Wyświetl Pojedyńczy Post
Stary 01-11-2019, 00:36   #445
Avitto
Dział Fantasy
 
Reputacja: 1 Avitto ma wyłączoną reputację
Vince, choć nie wyglądał, wierzył w odkupienie win. Skoro zaś jego pokuta miała mieć twarze reprezentantów wielu nacji i narodów postanowił nabić jej solidne limo. Siniaka, który swym fioletowym odcieniem dopasuje się perfekcyjnie do tej kolorowej zbieraniny nowotworów i pasożytów.
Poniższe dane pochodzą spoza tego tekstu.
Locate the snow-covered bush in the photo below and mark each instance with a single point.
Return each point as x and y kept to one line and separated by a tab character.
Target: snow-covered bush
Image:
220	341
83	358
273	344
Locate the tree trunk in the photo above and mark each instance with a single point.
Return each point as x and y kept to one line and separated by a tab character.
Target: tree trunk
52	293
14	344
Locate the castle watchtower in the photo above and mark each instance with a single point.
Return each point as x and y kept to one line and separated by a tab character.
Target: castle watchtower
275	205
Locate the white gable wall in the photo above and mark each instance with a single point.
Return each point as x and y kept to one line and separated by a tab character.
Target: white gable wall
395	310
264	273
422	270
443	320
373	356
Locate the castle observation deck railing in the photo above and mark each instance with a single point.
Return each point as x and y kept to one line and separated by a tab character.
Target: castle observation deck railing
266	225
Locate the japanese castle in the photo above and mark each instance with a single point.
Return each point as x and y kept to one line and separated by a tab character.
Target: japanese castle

Tymi i wieloma innymi słowy lżył przedstawicieli RGiT a im było na ulicy głośniej tym ciekawiej. Byli tacy, którzy wołali straż. Byli ci, którzy nawoływali do opamiętania. A byli też tacy, którzy zajmowali jedną ze stron konfliktu. Bednarz razem z dwoma synami wytoczyli z podwórza wóz, który zasłonił trzecią część szerokości ulicy. Długouchy cyrkowiec podpalił stojące pod budynkiem beczki. W końcu ktoś z okna strzelił z kuszy do krasnoluda z koszem na plecach. Dalej poszło z górki.

Zamieszki z udziałem ludzi, nieludzi i straży trwały do zmroku. Strat nie liczono. Jeden elf spłonął żywcem, gdy dostał przechwyconą, płonącą beczką. Dwóch strażników nadziało się na halabardy swoich kompanów podczas taktycznego odwrotu. Vince podobnie jak kilku innych miał pocięte łapska. W pociętych łapskach zaś poł-elfa, pół-chuja, który coś krzyczał na kościół.
- Poczekaj, no.
Vince nie czekał. Ścisnął mocniej. Oddalał się marszem od miejsca starcia.
Hania gdzieś zniknęła. Jej ojciec był pewny, że niedługo znów się spotkają.

Zaciągnął jeńca do klapy przy klasztornym murze. Otworzył zamek jednym z kluczy ukrytych w wewnętrznej części kamizelki pachnącej każdym zapachem, tylko nie ciastek.
Mieszaniec wylądował w dole obijając się o drewniany trap. W końcu łupnął na dno. Vince klapę zamknął, obszedł mur dookoła i wszedł do świątyni. Tam zmówił modlitwę, a następnie, przez pomieszczenie kościelnego zszedł do piwnicy. Przy wieszaku sięgnął po fartuch, przewiesił go przez szyję i zawiązał za plecami. Bolały go dłonie. Ze stolika obok zebrał jeszcze kastety.
Miał kilka pytań do bezczelnego prowodyra całego zamieszania.
Nie było miejsca na przypadki. Nie po takiej ilości splecionych wydarzeń.